Details: The settlement plan is still subject to approval from courts in the US and Cayman Islands, according to a Tuesday statement from the company, which is registered in the Cayman Islands.

  • Luckin’s chairman and chief executive, Guo Jinyi, said this settlement will resolve a “significant contingent liability” for the company, allowing it to “move forward with a greater focus on operations and execution of strategic plans.”
  • The company also reported Tuesday in its annual report that revenue increased 33.3% year on year to RMB4.0 billion ($618.1 million) in 2020, despite being hit by the pandemic. The revenue growth was primarily driven by price increases, said the company.
  • Luckin operated 3,929 self-operated stores as of 2020, a drop of around 15% year on year from 4,507 stores in 2019. As a result of the ongoing restructuring, the number of the company’s partnership stores nearly tripled to 874 in 2020 compared to 2019. 
  • Shares of the company, still available on the OTC market after delisting in July, climbed nearly 40% to $15 per share so far this year on business turnaround prospects. That is well below its historic peak of $50 per share reached in January 2020 when it was listed on the Nasdaq.

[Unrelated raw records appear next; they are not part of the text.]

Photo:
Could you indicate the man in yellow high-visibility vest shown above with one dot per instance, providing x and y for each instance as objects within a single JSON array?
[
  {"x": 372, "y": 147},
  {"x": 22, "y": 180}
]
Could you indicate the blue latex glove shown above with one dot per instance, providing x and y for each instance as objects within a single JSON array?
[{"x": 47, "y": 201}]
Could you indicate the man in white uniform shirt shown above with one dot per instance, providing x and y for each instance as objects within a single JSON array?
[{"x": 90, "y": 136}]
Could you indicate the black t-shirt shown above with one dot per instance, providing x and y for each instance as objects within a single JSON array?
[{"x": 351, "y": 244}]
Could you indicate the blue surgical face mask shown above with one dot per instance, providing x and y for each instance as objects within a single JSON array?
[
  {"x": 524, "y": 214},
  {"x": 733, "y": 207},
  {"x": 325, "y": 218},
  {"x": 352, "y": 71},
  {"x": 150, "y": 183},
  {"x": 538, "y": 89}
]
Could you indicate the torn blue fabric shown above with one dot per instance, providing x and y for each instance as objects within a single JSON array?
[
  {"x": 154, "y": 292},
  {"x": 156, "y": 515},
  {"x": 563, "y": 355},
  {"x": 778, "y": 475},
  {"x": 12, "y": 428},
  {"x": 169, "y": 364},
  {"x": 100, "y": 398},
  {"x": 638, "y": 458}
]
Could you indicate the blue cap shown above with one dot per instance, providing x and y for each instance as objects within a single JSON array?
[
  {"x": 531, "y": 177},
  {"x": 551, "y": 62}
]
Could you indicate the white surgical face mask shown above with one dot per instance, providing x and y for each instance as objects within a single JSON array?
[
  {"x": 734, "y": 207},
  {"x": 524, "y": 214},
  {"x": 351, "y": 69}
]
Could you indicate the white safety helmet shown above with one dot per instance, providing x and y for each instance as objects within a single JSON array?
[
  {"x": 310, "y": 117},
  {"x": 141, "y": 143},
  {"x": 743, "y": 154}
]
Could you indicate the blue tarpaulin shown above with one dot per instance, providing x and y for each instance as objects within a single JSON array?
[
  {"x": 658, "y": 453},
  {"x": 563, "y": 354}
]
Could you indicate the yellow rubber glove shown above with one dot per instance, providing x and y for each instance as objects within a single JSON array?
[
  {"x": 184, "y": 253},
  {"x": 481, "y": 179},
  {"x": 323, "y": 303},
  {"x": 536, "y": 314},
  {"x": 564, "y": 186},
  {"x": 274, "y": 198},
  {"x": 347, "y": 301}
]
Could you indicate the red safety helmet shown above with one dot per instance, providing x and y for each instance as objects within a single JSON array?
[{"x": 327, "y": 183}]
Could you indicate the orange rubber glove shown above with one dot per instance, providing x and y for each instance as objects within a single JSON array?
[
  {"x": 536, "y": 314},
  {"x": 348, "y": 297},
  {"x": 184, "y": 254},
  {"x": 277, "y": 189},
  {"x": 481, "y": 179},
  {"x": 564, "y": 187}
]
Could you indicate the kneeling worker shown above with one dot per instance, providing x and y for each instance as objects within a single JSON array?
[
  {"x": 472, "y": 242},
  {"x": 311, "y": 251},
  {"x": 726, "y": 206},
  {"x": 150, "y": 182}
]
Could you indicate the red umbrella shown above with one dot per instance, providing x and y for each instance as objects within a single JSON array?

Context: The fraud perpetrated by the once high-flying coffee chain has made regulators and investors more wary of Chinese tech companies.

  • Luckin agreed in December to pay a $180 million penalty to the US Securities and Exchange Commission to settle charges of sales fabrication.
  • China’s State Administration for Market Regulation imposed an RMB 61 million fine on Luckin and a group of affiliated companies last September for creating unfair competition by stating fraudulent sales figures.
  • Lu Zhengyao, the ousted founder of Luckin, is trying to make a retail comeback with his noodle chain restaurant Qu Xiaomian.